Figure 1.

Only very mild replication stress allows efficient cell proliferation.

(a) Cell proliferation measurements of HCT116 cells treated with increasing concentrations of aphidicolin (APH) for up to 11 days. Cells were seeded at identical cell numbers, treated with increasing concentrations of aphidicolin and cell proliferation was quantified using a Celigo cytometer based on area confluency (n = 3 experiments, mean ± SEM, t-test). (b) Representative FACS profiles of HCT116 cells treated with increasing concentrations of aphidicolin (APH) for 24 hours. Cells were stained with propidiumiodide and the DNA content was determined.(c) Determination of mitotic entry of HCT116 cells treated with increasing concentrations of aphidicolin. Asynchronously growing cells were pre-treated with aphidicolin for 4 hours and subsequently together with dimethylenastrone for additional 20 hour to arrest cell cycle progression beyond prometaphase.
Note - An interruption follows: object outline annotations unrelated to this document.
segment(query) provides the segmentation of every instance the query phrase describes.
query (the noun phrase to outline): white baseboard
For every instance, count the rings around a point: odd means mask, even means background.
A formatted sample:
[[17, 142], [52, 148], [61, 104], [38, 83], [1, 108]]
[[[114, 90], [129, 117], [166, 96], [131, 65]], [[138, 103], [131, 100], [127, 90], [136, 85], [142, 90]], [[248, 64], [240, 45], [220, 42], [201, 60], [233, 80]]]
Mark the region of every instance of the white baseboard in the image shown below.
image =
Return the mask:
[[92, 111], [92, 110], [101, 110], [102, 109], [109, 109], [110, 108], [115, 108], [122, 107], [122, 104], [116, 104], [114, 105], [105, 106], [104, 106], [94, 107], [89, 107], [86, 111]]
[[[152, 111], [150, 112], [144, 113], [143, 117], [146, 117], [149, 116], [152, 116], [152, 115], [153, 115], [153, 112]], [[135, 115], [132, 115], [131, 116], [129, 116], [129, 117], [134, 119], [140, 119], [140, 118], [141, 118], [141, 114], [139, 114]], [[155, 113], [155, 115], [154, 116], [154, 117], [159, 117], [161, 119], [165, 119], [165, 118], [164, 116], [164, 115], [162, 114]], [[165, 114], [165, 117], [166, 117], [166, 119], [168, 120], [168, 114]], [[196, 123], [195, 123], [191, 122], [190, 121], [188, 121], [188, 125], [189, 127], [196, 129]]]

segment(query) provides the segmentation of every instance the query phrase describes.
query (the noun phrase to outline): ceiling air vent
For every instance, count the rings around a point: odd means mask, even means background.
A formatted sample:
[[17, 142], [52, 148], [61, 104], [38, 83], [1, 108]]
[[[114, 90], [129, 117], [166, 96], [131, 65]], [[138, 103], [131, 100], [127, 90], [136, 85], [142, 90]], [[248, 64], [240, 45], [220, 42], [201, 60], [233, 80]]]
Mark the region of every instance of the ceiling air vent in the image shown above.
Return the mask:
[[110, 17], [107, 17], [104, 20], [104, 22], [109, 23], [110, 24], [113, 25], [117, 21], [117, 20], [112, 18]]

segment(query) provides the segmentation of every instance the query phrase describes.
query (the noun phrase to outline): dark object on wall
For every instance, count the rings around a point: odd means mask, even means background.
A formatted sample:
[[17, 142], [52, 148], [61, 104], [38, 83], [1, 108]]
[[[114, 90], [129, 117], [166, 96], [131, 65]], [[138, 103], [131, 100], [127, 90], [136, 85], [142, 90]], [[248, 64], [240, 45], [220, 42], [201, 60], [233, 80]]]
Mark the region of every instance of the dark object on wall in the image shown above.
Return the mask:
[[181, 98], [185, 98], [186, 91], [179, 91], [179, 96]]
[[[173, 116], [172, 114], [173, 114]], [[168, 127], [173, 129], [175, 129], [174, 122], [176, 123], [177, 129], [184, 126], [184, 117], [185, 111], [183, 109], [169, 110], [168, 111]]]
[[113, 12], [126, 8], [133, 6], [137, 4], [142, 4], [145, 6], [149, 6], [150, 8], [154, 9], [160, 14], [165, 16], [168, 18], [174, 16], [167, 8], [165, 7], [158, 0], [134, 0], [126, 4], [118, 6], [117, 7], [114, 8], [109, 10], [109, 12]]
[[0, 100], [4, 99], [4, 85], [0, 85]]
Mitotic cells were quantified by FACS analyses detecting phosphorylated MPM2 epitopes (n = 3 experiments, mean ± SEM, t-test). (d) Western blot analyses to detect phospho-S33-RPA, phospho-S345-Chk1 and phospho-Ser139-H2AX as markers for S/G2 checkpoint activation and DNA damage. HCT116 cells were treated with the indicated aphidicolin concentrations or with 600 nM adriamycin (ADR) to induce DNA damage for 24 hours. Whole cell lysates were subjected to western blot detecting the indicated antigens. Representative western blots are shown and band intensities were quantified based on three independent experiments.